SMBs: Beware of Rogue Security Software

According to a recent survey conducted by the National Cybersecurity Alliance and Symantec, 90 percent of small businesses believe they are safe from malware and viruses, based on the security practices they have in place. However, millions of computer users, including small to midsized businesses (SMBs), are actually relying on fake security software to protect their PCs.

Symantec’s Report on Rogue Security Software notes that 43 million users downloaded one of 250 so-called “scareware” programs from June 2008 through June 2009. Scareware can be defined as programs that prey on users’ fears of being infected with viruses or malware while using the Internet. Scammers dupe well-intentioned users into purchasing and installing these security programs that in reality not only provide little or no protection, but often actually install the very malicious code they promise to eradicate.

SMBs have enough on their minds without worrying that their employees may be tricked into deploying fake security software. It is frustrating to think that while scareware creators are potentially putting SMB customer information at risk, these scammers are also turning big profits — with the most successful scam artists earning $23,000 per week from users unknowingly purchasing their fake software.

To avoid becoming a victim of a rogue security software scam, SMBs must be able to help their employees recognize such cons and take steps to minimize their vulnerability.

SMBs – Beware of “Flashing Ads”

Scammers use several methods to trick people into downloading rogue security software. They design their programs to appear as credible as possible, often mimicking the look and feel of known, legitimate security software programs — using the same fonts, colors, and layouts of real security sites as well as familiar advertisements, pop-up windows and notifications. These rogue applications typically also have names that are similar to legitimate software. For example, the top five fake security programs are named SpywareGuard 2008, AntiVirus 2008, AntiVirus 2009, SpywareSecure and XP AntiVirus.

Rogue security software even shows up alongside legitimate security programs in searches, often at the top of the search engine index. Scammers seed search engine results by capitalizing on popular news items, events, or celebrities, typically using a range of black hat search engine optimization (SEO) techniques to effectively poison search engine results. By doing this, they elevate the ranking of their scam sites whenever any topical news event is searched.

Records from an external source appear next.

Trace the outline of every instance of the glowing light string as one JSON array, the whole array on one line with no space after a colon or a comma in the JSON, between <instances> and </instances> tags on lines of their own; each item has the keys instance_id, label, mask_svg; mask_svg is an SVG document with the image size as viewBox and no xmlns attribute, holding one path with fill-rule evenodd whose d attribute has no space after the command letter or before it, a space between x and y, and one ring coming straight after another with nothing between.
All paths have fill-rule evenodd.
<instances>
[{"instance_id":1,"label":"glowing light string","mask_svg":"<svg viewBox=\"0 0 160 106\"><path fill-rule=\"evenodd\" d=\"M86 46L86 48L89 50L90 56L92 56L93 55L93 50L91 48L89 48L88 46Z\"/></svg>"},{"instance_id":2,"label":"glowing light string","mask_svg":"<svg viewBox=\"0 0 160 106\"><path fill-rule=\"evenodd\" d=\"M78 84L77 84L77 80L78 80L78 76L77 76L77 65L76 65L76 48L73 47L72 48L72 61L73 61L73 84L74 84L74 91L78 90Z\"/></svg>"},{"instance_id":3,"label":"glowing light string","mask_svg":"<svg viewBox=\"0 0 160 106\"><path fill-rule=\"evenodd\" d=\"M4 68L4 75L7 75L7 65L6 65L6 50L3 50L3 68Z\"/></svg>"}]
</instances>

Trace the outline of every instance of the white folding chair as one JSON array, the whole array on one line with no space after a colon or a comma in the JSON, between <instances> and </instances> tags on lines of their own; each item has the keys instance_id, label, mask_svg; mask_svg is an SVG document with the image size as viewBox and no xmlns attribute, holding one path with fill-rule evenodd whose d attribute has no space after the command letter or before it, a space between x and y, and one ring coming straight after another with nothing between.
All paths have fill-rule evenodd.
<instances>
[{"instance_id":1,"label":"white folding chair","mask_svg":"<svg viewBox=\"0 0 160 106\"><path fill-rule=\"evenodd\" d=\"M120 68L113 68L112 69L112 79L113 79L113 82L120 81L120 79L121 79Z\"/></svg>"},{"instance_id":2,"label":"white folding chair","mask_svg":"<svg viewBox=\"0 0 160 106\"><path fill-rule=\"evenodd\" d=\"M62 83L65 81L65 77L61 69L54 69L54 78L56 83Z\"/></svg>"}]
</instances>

Another highly effective scamming tactic is to display false claims of security threats on an employee’s computer. For example, an employee may be surfing the Web when an ad begins flashing and a message appears telling the employee that the flashing ad indicates the employee’s computer is likely infected or at risk of infection. These messages are often persistent, repeatedly urging the user to address the risk immediately by following a link where the computer is more completely scanned, the user can buy protective software, or the threat can be removed.

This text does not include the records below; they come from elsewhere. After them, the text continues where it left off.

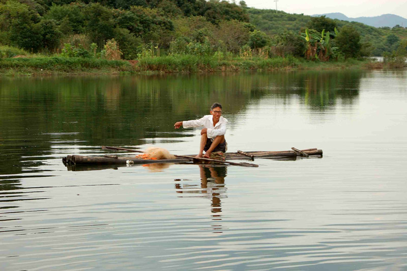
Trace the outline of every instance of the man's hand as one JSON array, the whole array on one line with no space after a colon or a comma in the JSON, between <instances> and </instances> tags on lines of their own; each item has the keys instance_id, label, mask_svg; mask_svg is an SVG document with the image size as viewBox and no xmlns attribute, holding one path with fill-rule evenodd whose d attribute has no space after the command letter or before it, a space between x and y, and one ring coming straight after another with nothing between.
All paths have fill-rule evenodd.
<instances>
[{"instance_id":1,"label":"man's hand","mask_svg":"<svg viewBox=\"0 0 407 271\"><path fill-rule=\"evenodd\" d=\"M182 121L178 121L175 123L174 124L174 128L175 129L178 129L180 127L182 126Z\"/></svg>"}]
</instances>

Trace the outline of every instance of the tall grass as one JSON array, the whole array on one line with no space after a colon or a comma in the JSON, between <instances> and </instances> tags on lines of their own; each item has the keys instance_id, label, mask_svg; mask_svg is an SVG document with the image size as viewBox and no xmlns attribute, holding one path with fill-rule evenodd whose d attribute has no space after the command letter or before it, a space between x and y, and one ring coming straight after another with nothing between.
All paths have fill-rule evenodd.
<instances>
[{"instance_id":1,"label":"tall grass","mask_svg":"<svg viewBox=\"0 0 407 271\"><path fill-rule=\"evenodd\" d=\"M7 45L0 45L0 59L13 58L16 56L26 56L29 53L22 49Z\"/></svg>"},{"instance_id":2,"label":"tall grass","mask_svg":"<svg viewBox=\"0 0 407 271\"><path fill-rule=\"evenodd\" d=\"M131 65L126 61L120 60L61 57L8 58L0 60L1 69L27 67L44 70L75 71L107 67L125 68L131 67Z\"/></svg>"},{"instance_id":3,"label":"tall grass","mask_svg":"<svg viewBox=\"0 0 407 271\"><path fill-rule=\"evenodd\" d=\"M295 68L299 61L293 57L271 59L236 57L220 60L216 56L198 56L191 55L146 57L140 59L136 69L139 71L164 72L216 71L220 70L273 70Z\"/></svg>"}]
</instances>

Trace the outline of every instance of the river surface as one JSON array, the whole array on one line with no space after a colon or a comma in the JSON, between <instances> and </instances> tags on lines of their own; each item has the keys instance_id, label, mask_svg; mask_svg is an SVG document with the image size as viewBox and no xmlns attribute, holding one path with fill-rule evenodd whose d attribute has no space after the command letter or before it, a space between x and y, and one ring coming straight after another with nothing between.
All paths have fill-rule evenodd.
<instances>
[{"instance_id":1,"label":"river surface","mask_svg":"<svg viewBox=\"0 0 407 271\"><path fill-rule=\"evenodd\" d=\"M102 145L323 157L67 168ZM0 78L1 270L406 270L407 71Z\"/></svg>"}]
</instances>

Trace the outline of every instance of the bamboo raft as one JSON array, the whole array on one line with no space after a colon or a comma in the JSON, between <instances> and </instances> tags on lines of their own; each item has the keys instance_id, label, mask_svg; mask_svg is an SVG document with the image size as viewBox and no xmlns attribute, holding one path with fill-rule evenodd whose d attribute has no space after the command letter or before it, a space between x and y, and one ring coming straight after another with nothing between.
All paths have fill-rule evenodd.
<instances>
[{"instance_id":1,"label":"bamboo raft","mask_svg":"<svg viewBox=\"0 0 407 271\"><path fill-rule=\"evenodd\" d=\"M114 149L119 150L125 150L133 151L135 152L143 152L137 150L132 150L123 148L104 147L107 149ZM288 151L238 151L236 152L226 152L225 153L226 161L225 164L236 165L237 166L243 166L246 167L258 167L255 164L249 163L236 163L231 162L231 160L248 159L254 160L254 158L270 158L278 159L282 157L296 158L297 157L309 157L309 156L322 157L322 150L316 148L299 150L295 148L292 148L291 150ZM111 155L105 155L101 156L84 156L82 155L68 155L62 158L62 161L65 166L73 166L76 165L126 165L128 164L135 165L143 165L152 163L181 163L200 161L200 160L210 161L213 159L199 158L198 160L194 158L194 155L176 155L175 159L165 159L161 160L142 159L137 158L135 156L118 156ZM216 160L215 160L216 161ZM220 161L221 162L221 161Z\"/></svg>"}]
</instances>

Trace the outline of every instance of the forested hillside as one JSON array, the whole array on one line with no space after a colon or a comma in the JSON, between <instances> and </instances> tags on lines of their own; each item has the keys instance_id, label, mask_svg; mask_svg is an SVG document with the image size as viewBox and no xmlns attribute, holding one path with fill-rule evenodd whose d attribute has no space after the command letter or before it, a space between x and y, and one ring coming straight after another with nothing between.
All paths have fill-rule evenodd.
<instances>
[{"instance_id":1,"label":"forested hillside","mask_svg":"<svg viewBox=\"0 0 407 271\"><path fill-rule=\"evenodd\" d=\"M327 61L382 55L406 38L404 28L249 8L244 1L0 0L0 58L289 55Z\"/></svg>"},{"instance_id":2,"label":"forested hillside","mask_svg":"<svg viewBox=\"0 0 407 271\"><path fill-rule=\"evenodd\" d=\"M275 10L248 8L246 10L250 16L250 22L271 36L277 35L285 30L298 33L312 26L310 22L313 17L310 16L288 14L283 11L276 12ZM354 27L360 34L361 42L370 43L373 56L380 56L384 52L391 52L395 49L398 41L407 39L407 28L399 25L392 28L376 28L360 22L332 20L339 30L346 24Z\"/></svg>"}]
</instances>

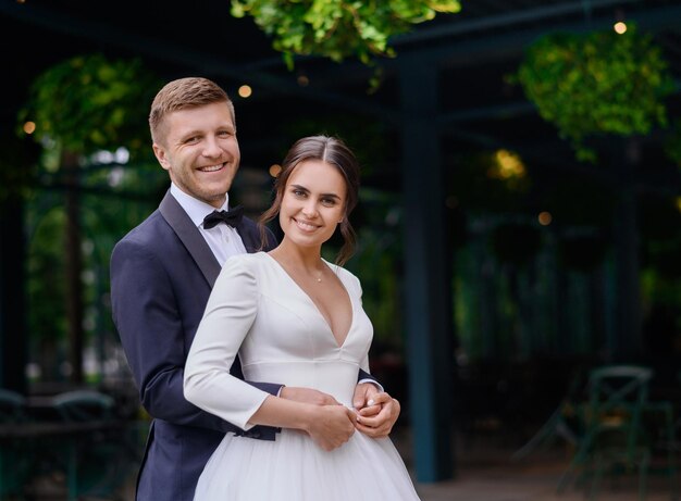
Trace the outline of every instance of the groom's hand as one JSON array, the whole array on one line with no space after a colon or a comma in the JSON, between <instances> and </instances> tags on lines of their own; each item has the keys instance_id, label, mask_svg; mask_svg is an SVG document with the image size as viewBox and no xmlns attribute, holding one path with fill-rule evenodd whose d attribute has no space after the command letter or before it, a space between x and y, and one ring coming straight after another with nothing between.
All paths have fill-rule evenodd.
<instances>
[{"instance_id":1,"label":"groom's hand","mask_svg":"<svg viewBox=\"0 0 681 501\"><path fill-rule=\"evenodd\" d=\"M285 386L282 388L278 396L286 400L312 403L314 405L340 405L331 394L312 388Z\"/></svg>"},{"instance_id":2,"label":"groom's hand","mask_svg":"<svg viewBox=\"0 0 681 501\"><path fill-rule=\"evenodd\" d=\"M401 411L396 399L371 383L357 386L352 402L357 411L356 428L372 438L387 437Z\"/></svg>"}]
</instances>

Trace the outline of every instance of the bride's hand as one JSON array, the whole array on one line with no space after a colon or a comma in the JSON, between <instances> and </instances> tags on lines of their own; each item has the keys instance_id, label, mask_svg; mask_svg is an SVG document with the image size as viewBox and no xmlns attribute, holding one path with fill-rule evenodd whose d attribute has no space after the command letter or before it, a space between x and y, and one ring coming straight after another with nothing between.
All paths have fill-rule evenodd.
<instances>
[{"instance_id":1,"label":"bride's hand","mask_svg":"<svg viewBox=\"0 0 681 501\"><path fill-rule=\"evenodd\" d=\"M278 396L286 400L295 402L312 403L314 405L340 405L331 394L312 388L300 388L295 386L285 386Z\"/></svg>"},{"instance_id":2,"label":"bride's hand","mask_svg":"<svg viewBox=\"0 0 681 501\"><path fill-rule=\"evenodd\" d=\"M397 399L385 391L372 396L367 405L358 410L357 424L359 431L372 437L387 437L399 417L401 406Z\"/></svg>"},{"instance_id":3,"label":"bride's hand","mask_svg":"<svg viewBox=\"0 0 681 501\"><path fill-rule=\"evenodd\" d=\"M347 442L355 433L356 414L344 405L313 408L305 428L314 442L325 451L332 451Z\"/></svg>"}]
</instances>

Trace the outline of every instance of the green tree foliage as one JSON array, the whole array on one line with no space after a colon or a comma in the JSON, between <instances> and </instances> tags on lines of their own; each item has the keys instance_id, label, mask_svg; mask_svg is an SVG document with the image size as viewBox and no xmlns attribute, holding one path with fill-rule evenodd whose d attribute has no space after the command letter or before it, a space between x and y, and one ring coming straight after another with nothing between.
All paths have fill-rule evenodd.
<instances>
[{"instance_id":1,"label":"green tree foliage","mask_svg":"<svg viewBox=\"0 0 681 501\"><path fill-rule=\"evenodd\" d=\"M552 34L527 51L510 80L520 83L540 115L572 142L581 160L595 160L590 135L646 135L667 124L664 99L673 80L649 35L630 25L614 30Z\"/></svg>"},{"instance_id":2,"label":"green tree foliage","mask_svg":"<svg viewBox=\"0 0 681 501\"><path fill-rule=\"evenodd\" d=\"M356 55L393 57L391 37L437 13L456 13L459 0L233 0L232 15L250 15L273 37L274 49L293 67L294 54L320 54L333 61Z\"/></svg>"},{"instance_id":3,"label":"green tree foliage","mask_svg":"<svg viewBox=\"0 0 681 501\"><path fill-rule=\"evenodd\" d=\"M147 147L146 109L160 87L140 60L79 55L48 68L32 85L20 127L35 122L34 137L44 146L89 154ZM22 128L23 130L23 128Z\"/></svg>"}]
</instances>

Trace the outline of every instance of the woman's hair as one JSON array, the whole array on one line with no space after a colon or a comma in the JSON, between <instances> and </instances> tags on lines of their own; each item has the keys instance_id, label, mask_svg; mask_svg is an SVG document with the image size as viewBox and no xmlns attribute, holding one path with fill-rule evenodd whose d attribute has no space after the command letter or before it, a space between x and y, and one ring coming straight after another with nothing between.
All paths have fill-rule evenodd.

Unfortunately, these and other tactics are working for scammers. According to the report, 93 percent of installations of rogue security software are intentional. What users are unaware of is that by allowing a scan, purchasing rogue software, or downloading removal tools, they may actually be exposing their computer, their company and customer information to spyware. This mistake can place an SMB’s customer credentials such as credit card numbers and other personally identifiable information into scammers’ hands -- even depositing money directly into scammers’ pockets.